Convert string values of the type (1.3 million rubles.) In the numeric type, and those that can not be converted to numbers replaced by NaN

Question

There is a df with thousands of object format columns that need to be formatted before converting to float . The problem is that sometimes there are not standard values that can be trimmed with str.replace , but such rare garbage values meaning completely different things than the essence of the column.

For example:

 r_data_executions_blocks_0_items_118_sum NaN 10165 10 000 руб. 4 781 760 руб. 1 40 922 руб. 1 200 руб. 1 201 844 руб. 1 177 579 руб. 1 34198/15/50006-ИП 1 415 руб. 1 21148/18/86014-ИП 1 1,3 млн руб. 1 176 427 руб. 1 Name: r_data_executions_blocks_0_items_118_sum, dtype: int64

It is seen that the amount of type 10 000 руб. can be cleared of currency cuts and order of magnitude, to remove the space between digits.

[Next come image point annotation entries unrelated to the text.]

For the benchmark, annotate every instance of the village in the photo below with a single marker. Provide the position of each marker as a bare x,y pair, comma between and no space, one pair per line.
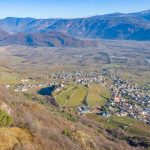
127,98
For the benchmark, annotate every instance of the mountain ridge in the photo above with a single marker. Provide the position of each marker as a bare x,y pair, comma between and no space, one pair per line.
132,26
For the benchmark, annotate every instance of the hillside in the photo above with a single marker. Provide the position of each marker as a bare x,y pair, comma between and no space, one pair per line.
133,26
36,127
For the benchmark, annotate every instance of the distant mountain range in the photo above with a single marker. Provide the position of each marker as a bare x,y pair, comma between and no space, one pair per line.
51,39
30,31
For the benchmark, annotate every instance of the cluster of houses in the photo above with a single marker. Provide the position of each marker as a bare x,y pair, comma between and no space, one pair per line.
127,99
79,77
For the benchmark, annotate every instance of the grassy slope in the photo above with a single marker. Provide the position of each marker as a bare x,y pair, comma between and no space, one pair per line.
134,127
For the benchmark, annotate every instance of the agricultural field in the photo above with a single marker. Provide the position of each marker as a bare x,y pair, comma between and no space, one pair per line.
97,95
133,126
77,96
65,95
7,76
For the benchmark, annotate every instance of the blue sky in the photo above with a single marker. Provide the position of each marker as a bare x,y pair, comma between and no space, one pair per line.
68,8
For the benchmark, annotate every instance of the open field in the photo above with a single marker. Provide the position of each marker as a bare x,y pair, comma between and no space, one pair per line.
97,95
77,97
133,126
72,96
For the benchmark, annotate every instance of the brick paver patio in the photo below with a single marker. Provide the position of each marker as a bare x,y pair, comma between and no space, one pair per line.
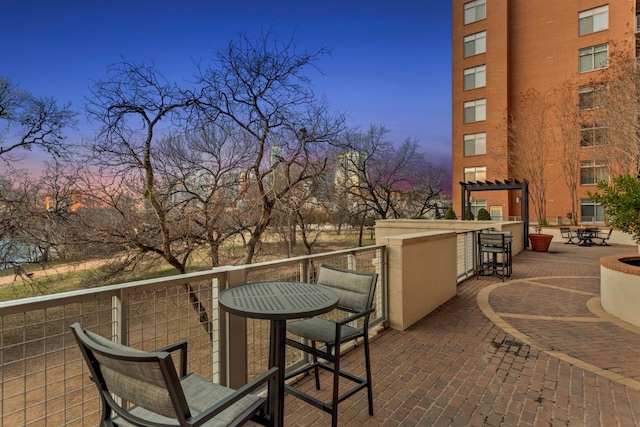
534,350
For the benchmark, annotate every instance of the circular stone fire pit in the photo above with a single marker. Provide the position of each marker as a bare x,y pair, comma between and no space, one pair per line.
620,287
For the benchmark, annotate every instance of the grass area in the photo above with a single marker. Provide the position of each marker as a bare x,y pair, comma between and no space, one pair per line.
60,277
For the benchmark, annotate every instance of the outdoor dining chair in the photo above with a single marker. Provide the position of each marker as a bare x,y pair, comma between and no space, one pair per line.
140,388
603,236
494,254
355,290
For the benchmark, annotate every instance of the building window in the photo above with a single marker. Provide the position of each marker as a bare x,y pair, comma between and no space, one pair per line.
591,211
475,44
475,144
593,20
592,134
475,77
478,173
476,205
592,172
475,111
591,96
474,11
593,58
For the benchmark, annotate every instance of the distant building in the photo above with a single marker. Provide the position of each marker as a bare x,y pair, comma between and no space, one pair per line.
501,49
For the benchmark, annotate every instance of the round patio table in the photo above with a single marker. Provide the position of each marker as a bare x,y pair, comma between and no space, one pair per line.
277,302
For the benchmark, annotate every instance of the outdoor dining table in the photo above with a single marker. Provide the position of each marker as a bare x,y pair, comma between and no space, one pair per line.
277,302
586,235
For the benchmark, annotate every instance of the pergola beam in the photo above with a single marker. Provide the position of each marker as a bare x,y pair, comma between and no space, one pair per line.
469,187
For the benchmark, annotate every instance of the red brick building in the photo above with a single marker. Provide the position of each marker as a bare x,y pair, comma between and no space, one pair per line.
501,49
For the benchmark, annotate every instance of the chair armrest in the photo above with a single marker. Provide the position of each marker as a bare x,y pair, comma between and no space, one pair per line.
182,347
258,382
356,316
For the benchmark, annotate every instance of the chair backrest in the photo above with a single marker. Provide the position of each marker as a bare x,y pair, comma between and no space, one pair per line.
355,289
491,239
146,379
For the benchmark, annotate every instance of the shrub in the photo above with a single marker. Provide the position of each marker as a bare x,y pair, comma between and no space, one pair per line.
621,203
450,214
483,215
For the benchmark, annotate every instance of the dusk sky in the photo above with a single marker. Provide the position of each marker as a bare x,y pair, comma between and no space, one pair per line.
390,63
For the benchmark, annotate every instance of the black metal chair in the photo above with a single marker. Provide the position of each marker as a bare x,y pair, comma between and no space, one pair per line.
355,290
603,237
142,388
494,254
568,235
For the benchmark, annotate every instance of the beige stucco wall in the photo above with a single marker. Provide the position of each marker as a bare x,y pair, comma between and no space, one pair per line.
421,274
393,227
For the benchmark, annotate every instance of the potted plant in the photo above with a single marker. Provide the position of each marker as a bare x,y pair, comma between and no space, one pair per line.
539,241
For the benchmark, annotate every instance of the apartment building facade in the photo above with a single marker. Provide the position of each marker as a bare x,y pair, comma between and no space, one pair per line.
501,50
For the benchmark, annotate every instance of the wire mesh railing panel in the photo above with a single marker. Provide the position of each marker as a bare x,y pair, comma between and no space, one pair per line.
163,316
43,380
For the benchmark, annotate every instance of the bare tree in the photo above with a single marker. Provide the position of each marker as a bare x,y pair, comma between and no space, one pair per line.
31,122
260,87
131,104
392,182
568,119
529,136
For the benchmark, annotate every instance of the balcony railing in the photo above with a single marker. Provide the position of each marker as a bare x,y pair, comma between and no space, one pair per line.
43,379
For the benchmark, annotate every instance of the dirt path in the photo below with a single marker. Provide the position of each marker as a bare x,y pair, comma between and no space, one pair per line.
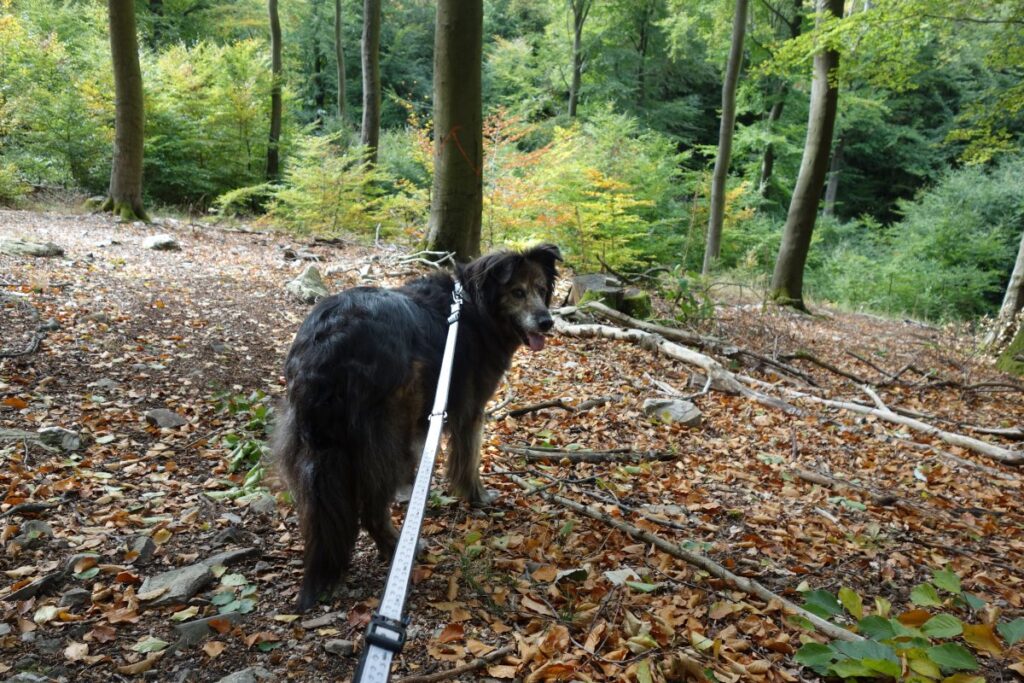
136,330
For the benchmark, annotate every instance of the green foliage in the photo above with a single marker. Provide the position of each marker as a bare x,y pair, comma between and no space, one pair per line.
915,646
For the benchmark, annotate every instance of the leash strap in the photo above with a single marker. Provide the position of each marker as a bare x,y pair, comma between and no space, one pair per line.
386,633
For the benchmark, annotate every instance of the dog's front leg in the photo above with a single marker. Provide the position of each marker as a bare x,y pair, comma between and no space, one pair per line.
464,461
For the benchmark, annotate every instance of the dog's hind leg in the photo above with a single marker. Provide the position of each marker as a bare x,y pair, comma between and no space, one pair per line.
464,461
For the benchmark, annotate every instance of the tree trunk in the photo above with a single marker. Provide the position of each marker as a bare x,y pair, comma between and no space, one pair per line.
371,134
835,170
272,155
339,51
726,127
580,10
457,197
787,279
125,196
1013,303
768,161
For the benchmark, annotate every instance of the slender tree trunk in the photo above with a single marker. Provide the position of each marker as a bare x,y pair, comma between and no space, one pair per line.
787,279
728,122
768,161
580,10
125,196
370,136
835,171
272,153
1013,303
457,197
339,51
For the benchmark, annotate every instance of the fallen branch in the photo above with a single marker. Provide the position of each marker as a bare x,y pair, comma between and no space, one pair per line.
721,378
1005,456
478,663
616,456
748,586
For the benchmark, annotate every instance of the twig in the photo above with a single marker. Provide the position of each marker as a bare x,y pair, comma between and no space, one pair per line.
535,455
478,663
748,586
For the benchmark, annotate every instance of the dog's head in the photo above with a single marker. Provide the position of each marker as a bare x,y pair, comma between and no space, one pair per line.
515,289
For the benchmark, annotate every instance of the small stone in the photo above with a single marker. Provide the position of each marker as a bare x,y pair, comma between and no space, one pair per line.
145,548
161,242
59,437
342,648
251,675
165,419
76,597
180,585
673,411
25,248
308,287
263,505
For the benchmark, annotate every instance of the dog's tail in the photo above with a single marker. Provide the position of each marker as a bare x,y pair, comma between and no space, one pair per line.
326,501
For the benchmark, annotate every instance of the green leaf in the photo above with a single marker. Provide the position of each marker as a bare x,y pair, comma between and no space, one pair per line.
952,656
926,596
852,601
1013,631
942,626
821,603
946,580
876,628
815,655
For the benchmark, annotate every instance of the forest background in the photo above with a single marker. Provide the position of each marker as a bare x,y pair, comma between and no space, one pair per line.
922,212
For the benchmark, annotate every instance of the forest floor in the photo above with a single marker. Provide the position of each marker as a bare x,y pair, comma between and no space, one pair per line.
825,499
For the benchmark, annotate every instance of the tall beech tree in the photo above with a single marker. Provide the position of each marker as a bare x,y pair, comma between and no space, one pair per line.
457,199
580,9
272,152
339,53
125,195
371,131
787,279
725,132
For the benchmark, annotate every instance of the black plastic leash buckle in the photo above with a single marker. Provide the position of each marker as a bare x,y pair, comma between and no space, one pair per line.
386,632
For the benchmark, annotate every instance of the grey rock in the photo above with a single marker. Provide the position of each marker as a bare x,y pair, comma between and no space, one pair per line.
251,675
165,419
162,242
180,585
229,557
263,505
59,437
76,597
145,548
25,248
196,631
673,411
342,648
307,287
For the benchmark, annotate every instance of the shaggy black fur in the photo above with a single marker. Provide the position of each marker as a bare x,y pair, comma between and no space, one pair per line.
361,375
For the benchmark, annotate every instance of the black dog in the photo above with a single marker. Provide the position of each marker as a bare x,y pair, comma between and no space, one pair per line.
361,375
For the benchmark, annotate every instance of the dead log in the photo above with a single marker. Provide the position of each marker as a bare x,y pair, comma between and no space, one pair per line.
748,586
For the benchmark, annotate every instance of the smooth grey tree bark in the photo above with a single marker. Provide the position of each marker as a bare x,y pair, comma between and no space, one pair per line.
457,198
725,131
276,107
125,194
339,52
580,8
787,279
371,130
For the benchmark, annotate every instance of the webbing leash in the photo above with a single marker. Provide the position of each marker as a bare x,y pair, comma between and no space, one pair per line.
386,633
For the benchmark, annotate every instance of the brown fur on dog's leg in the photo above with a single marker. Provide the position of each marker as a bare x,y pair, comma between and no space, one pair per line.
464,462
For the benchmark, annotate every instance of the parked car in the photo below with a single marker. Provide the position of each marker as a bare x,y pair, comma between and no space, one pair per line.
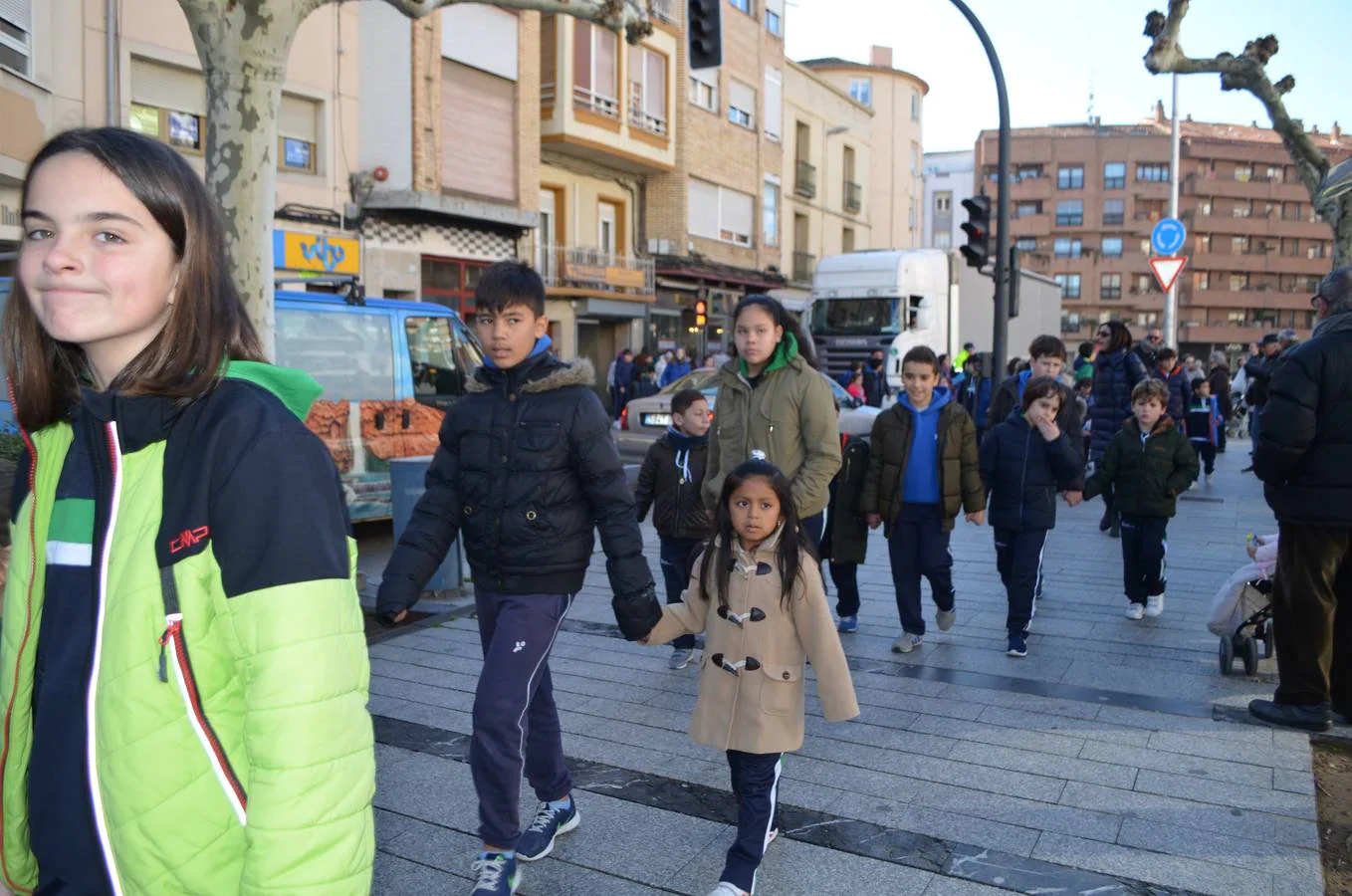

Values of the same type 34198/15/50006-ИП should be replaced entirely with “NaN” using the ИП pattern.

Type Code

 for n in df_common_fin.columns: if 'sum' in n: df_common_fin[n] = np.where(df_common_fin[n].str.contains('ИП', regex=False), 'NaN', df_common_fin[n]) df_common_fin[n] = df_common_fin[n].str.contains('ИП', regex=False) df_common_fin[n] = df_common_fin[n].str.replace('руб', '') df_common_fin[n] = df_common_fin[n].str.replace('млн', '00000') df_common_fin[n] = df_common_fin[n].str.replace('млрд', '00000000') df_common_fin[n] = df_common_fin[n].str.replace('Исполнительный лист', "NaN") df_common_fin[n] = df_common_fin[n].str.replace('Сумма неизвестна', "NaN") df_common_fin[n].fillna('NaN', inplace=True) df_common_fin[n] = df_common_fin[n].str.replace('Нет', 'NaN') df_common_fin[n] = df_common_fin[n].str.replace('.', '') df_common_fin[n] = df_common_fin[n].str.replace(',', '') df_common_fin[n] = df_common_fin[n].str.replace(' ', '') df_common_fin[n] = df_common_fin[n].astype(np.float64)

Does not work.

Accepted Answer · 2018-11-13T12:24:23

In this case, I would process (replace) only the lines of interest (with sums) and at the very end use:

 df[col_name] = pd.to_numeric(df[col_name], errors='coerce')

errors='coerce' turns all strings that could not be converted to numeric values into NaN . Those. the pd.to_numeric() function takes care of all garbage.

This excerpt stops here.